Erika tertawa kecil, meskipun jelas ada rasa sakit di balik tawanya. “Oh, Chandra, kau bisa berbicara seolah kau benar-benar bahagia. Tapi aku tahu bagaimana dirimu. Kau tidak bisa membohongiku.”
“Kau benar,” jawab Chandra dengan nada tajam. “Kau mengenal siapa aku di masa lalu. Tapi yang ada di hadapanmu sekarang adalah pria yang telah belajar untuk memilih dengan bijak. Dan aku memilih Shabiya.”

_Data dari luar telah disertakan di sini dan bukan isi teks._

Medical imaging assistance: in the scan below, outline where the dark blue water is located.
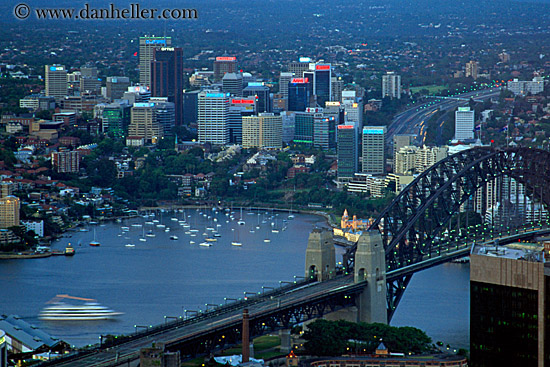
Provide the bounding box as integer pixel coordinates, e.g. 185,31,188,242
0,209,469,347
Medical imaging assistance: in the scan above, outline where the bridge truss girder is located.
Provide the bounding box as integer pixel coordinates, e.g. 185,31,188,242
345,147,550,320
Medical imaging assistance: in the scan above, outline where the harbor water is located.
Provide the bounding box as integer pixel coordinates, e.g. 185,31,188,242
0,209,469,348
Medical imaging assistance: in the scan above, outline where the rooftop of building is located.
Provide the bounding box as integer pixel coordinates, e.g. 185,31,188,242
472,242,544,262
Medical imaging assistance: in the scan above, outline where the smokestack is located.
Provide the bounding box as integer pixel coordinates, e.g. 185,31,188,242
242,308,250,363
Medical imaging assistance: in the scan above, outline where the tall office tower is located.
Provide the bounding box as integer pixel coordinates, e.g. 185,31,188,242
128,102,164,143
455,107,474,141
122,85,151,104
294,112,316,145
470,243,550,367
151,47,183,127
45,64,67,102
310,64,332,106
139,36,172,87
279,72,293,98
288,78,313,112
0,181,15,198
323,101,346,125
288,57,311,78
227,98,256,144
464,60,478,80
281,111,296,144
243,113,283,149
198,91,229,145
313,114,336,151
362,126,386,175
392,134,415,169
330,76,344,102
101,101,131,138
106,76,130,101
214,56,237,80
149,97,176,136
0,195,21,229
382,71,401,99
183,90,201,126
222,73,243,97
243,82,272,113
337,122,359,179
51,150,80,173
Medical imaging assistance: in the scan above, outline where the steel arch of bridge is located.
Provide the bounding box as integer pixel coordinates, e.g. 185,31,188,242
345,147,550,319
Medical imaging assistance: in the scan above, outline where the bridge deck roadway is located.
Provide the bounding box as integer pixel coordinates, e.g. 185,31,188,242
48,275,354,367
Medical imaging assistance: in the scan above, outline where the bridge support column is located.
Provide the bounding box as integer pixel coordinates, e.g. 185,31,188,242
279,329,292,353
305,228,336,281
354,231,388,324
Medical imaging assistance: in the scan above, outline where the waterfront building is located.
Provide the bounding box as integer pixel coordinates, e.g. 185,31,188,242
362,126,386,175
198,90,230,145
45,64,67,102
455,107,474,141
382,71,401,99
139,36,172,87
151,47,183,126
0,195,21,229
470,243,550,367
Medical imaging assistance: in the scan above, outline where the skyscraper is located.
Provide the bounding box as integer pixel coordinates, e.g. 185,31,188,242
455,107,474,141
198,91,229,145
382,71,401,99
139,36,172,87
338,122,359,179
106,76,130,101
310,64,332,106
214,56,237,80
151,47,183,126
0,195,20,229
362,126,386,175
288,78,313,112
243,113,283,149
222,73,243,97
45,64,67,102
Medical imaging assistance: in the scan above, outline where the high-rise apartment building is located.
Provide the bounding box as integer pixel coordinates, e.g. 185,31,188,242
0,195,21,229
455,107,474,141
139,36,172,87
151,47,183,127
288,78,313,112
470,243,550,367
214,56,237,80
382,71,401,99
45,64,67,102
198,91,230,145
362,126,386,175
106,76,130,101
222,73,243,97
337,122,359,179
128,102,164,143
464,60,478,80
242,113,283,149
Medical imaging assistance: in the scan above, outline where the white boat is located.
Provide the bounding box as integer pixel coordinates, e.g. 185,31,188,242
38,294,122,321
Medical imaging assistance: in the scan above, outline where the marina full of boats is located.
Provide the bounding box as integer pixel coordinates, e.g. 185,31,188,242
73,207,294,248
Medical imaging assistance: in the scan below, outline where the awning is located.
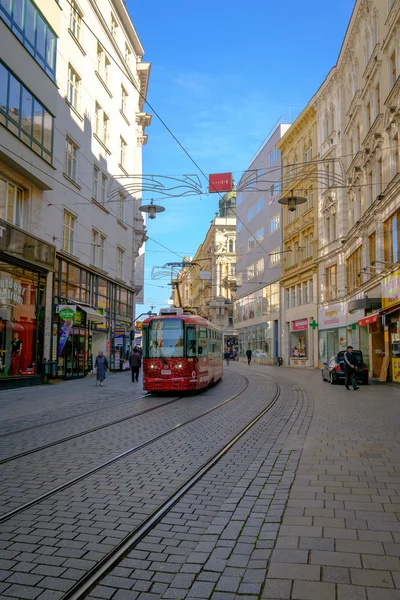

“Erika, sudahlah,” Awan mendesis pelan, jelas tak ingin memperpanjang keributan. Namun, Erika melambai santai ke arahnya, menolak permintaannya.
“Tidak, Awan,” Erika terus berbicara, nada suaranya semakin sinis. “Aku hanya ingin memastikan. Karena sejujurnya, aku tidak yakin Chandra sudah melupakan perasaannya padaku. Dan aku juga tidak yakin bahwa dia benar-benar mencintai Shabiya.” Matanya berpaling ke arah Shabiya dengan senyum tipis yang penuh ejekan. “Apa kau yakin, Shabiya? Bahwa suamimu ini bukan hanya berakting?”
Kata-kata Erika menusuk seperti belati, dan untuk sesaat, Shabiya merasa seolah jantungnya berhenti berdetak. Meskipun mereka tahu pernikahan ini tidak dimulai dari cinta, sindiran itu terlalu kejam. Namun sebelum Shabiya sempat menjawab, Chandra mengambil langkah maju, menghadapi Erika dengan tatapan dingin yang membuat wanita itu terdiam sesaat.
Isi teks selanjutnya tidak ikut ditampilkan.